Revised 2015 Guidance

For 2015, the Company is updating its guidance given strength in the underlying business and the movement in current foreign exchange rates. As a result, the Company is maintaining its guidance for service revenue of between $1.34 billion and $1.39 billion and its estimated effective income tax rate of approximately 30%. The Company has increased its guidance for diluted GAAP net income per share to between $0.80 and $0.90 per share, compared to $0.70 to $0.80 per share previously. In addition, management has increased its guidance for Adjusted Net Income per share to between $1.75 and $1.85 per share compared to previous guidance of $1.62 to $1.72 per share. This guidance assumes foreign exchange rates as of July 2015.

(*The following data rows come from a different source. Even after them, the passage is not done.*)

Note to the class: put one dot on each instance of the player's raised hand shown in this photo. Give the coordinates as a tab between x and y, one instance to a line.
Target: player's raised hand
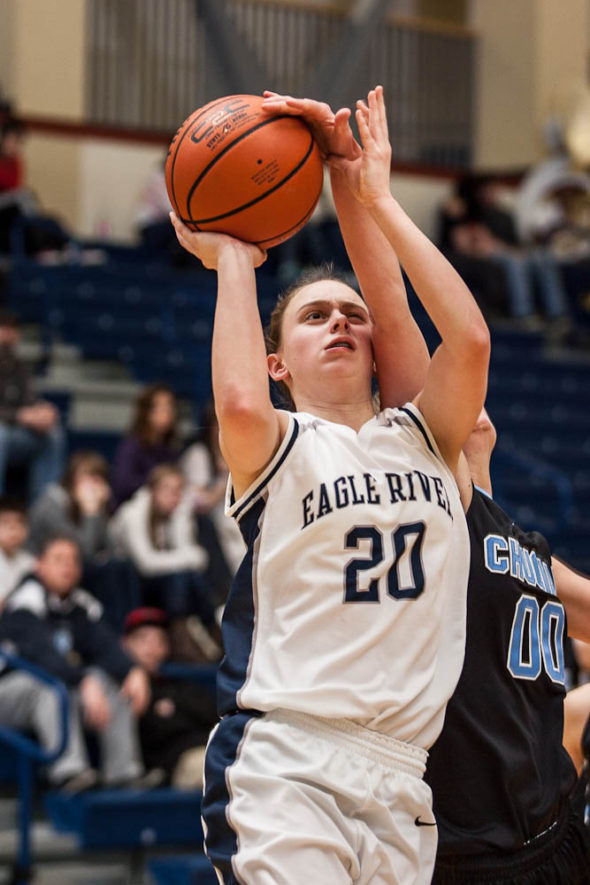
208	247
369	178
330	130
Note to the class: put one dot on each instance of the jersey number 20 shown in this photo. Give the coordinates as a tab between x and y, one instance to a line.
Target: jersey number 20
406	546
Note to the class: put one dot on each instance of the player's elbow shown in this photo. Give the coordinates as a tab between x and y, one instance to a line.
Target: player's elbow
476	343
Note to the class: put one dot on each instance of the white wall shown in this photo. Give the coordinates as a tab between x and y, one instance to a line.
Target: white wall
112	176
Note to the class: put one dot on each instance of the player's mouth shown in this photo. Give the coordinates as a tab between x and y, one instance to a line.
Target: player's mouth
341	343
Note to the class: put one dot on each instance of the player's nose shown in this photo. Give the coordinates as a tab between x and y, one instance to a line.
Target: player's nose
339	321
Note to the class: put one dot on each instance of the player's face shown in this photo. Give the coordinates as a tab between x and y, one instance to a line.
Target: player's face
167	494
327	328
13	531
149	646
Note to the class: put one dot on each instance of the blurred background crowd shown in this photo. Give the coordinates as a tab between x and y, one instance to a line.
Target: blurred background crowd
115	554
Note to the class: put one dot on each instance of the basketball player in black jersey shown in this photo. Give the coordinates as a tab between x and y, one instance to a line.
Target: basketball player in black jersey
503	784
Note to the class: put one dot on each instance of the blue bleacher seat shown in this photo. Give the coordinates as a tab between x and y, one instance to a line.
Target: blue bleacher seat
127	818
182	870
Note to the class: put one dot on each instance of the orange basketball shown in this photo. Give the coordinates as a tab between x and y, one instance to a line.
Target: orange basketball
232	168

Webcast & Conference Call Details

PRA will host a conference call at 8:00 a.m. EDT tomorrow to discuss the contents of this release and other relevant topics. To participate, please dial (877) 930-8062 or (253) 336-7647 outside the United States approximately 10 minutes before the scheduled start of the call. The conference ID for the call is 87115091. The conference call will also be accessible, live via webcast, on the Investors section of the PRA website at www.prahs.com/investors. A replay of the conference call will be available online at www.prahs.com/investors. In addition, an audio replay will be available for one week and can be accessed by dialing (855) 859-2056 within the United States or (404) 537-3406 outside the United States. The replay ID is 87115091.

About PRA Health Sciences

PRA (NASDAQ:PRAH) is one of the world's leading global contract research organizations, or CROs, by revenue, providing outsourced clinical development services to the biotechnology and pharmaceutical industries. PRA's global clinical development platform includes more than 70 offices across North America, Europe, Asia, Latin America, South Africa, Australia and the Middle East and approximately 11,000 employees worldwide. Since 2000, PRA has performed approximately 2,300 clinical trials worldwide and has worked on more than 100 marketed drugs across several therapeutic areas. In addition, PRA has participated in the pivotal or supportive trials that led to U.S. Food and Drug Administration or international regulatory approval of more than 50 drugs.

PRA has therapeutic expertise in areas that are among the largest in pharmaceutical development, including oncology, central nervous system, inflammation and infectious diseases. PRA believes that it provides its clients with one of the most flexible clinical development service offerings, which includes both traditional, project-based Phase I through Phase IV services, as well as embedded and functional outsourcing services. The Company has invested in medical informatics and clinical technologies designed to enhance efficiencies, improve study predictability and provide better transparency to clients throughout their clinical development processes. To learn more about PRA, please visit www.prahs.com.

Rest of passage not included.